Al di là delle obiezioni sul metodo, c’è da chiedersi se il metodo funzioni o meno: la vera domanda, pero’, è chiedersi se c’è modo di accertarsi che quel metodo sia effettivo. Siccome i fattori SEO non sono quantificabili se non “a spanne”, è praticamente impossibile fissare l’attenzione su un singolo aspetto che governi tutto il resto.
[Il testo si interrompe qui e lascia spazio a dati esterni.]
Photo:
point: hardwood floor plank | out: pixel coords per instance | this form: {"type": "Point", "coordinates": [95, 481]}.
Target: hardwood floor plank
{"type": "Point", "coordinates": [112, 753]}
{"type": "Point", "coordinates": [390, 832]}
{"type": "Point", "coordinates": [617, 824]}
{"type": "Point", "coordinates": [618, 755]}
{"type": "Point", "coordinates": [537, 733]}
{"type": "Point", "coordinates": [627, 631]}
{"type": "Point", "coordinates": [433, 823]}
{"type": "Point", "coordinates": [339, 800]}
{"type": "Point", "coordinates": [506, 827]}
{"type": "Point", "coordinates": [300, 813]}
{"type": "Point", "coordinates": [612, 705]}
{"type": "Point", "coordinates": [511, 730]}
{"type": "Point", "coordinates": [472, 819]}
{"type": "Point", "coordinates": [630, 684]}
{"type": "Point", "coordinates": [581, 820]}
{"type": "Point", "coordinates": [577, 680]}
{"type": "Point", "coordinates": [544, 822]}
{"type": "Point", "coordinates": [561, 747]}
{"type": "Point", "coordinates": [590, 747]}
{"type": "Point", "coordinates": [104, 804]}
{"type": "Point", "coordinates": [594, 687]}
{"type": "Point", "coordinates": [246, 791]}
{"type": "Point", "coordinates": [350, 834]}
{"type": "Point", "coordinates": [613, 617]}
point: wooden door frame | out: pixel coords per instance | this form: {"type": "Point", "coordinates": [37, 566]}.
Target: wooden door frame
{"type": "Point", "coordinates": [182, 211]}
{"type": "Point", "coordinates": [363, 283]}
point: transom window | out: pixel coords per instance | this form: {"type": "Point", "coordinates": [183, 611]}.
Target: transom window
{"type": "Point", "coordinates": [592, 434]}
Quindi, detta brutalmente, tutti gli studi che evidenziano fattori di correlazione tra eventi sono puro intrattenimento per il lettore, non suggeriscono alcuna “regola” da applicare e sono scritti, spesso, come pura tecnica di link baiting in cui, puntualmente, cascano tutti.

Molti obiettano che queste tecniche siano innocue, tutto sommato suggeriscono solo dei trend e non tutti sono obbligati a seguirli: ho sembra risposto a queste persone che questo genere di approccio alla SEO è fuorviante e sostanzialmente cattivo, nonostante tutto. Questo perchè sbaglia metodo dall’inizio, e perchè inganna sulla falsariga del noto “correlation does not imply causation“. Due eventi possono insomma essere correlati e non avere nulla a che vedere tra loro, come affermato dal celebre esempio della religione parodica dei pastafariani. Per quanto dispiaccia ammetterlo, bisogna dedurne che buona parte del modus operandi di alcuni SEO è basato su una fallacia di presupposizione, cioè un equivoco dato per buono fin dall’inizio.

Dicono che le correlazioni corrispondono spesso a buone pratiche SEO, e quindi non ci sarebbe nulla di sbagliato nel seguire il trend; ma posso comunque seguire buone pratiche senza farmi deviare dalle correlazioni, che potrebbero spingermi a spingere esclusivamente alcuni fattori ignorando il resto. Per quanto credibili possano essere, si tratta pur sempre di correlazioni spurie, le stesse mostrate su Tylervigen (tra le migliori: esiste una correlazione di oltre il 99% – quindi altissima – tra le spese americana per scienza, spazio e tecnologia e numero di suicidi per impiccagione, strangolamento e soffocamento; significa per caso che se gli USA decideranno di spendere di meno nella ricerca diminuiranno i suicidi?).

Originally posted 2015-07-28 21:56:30.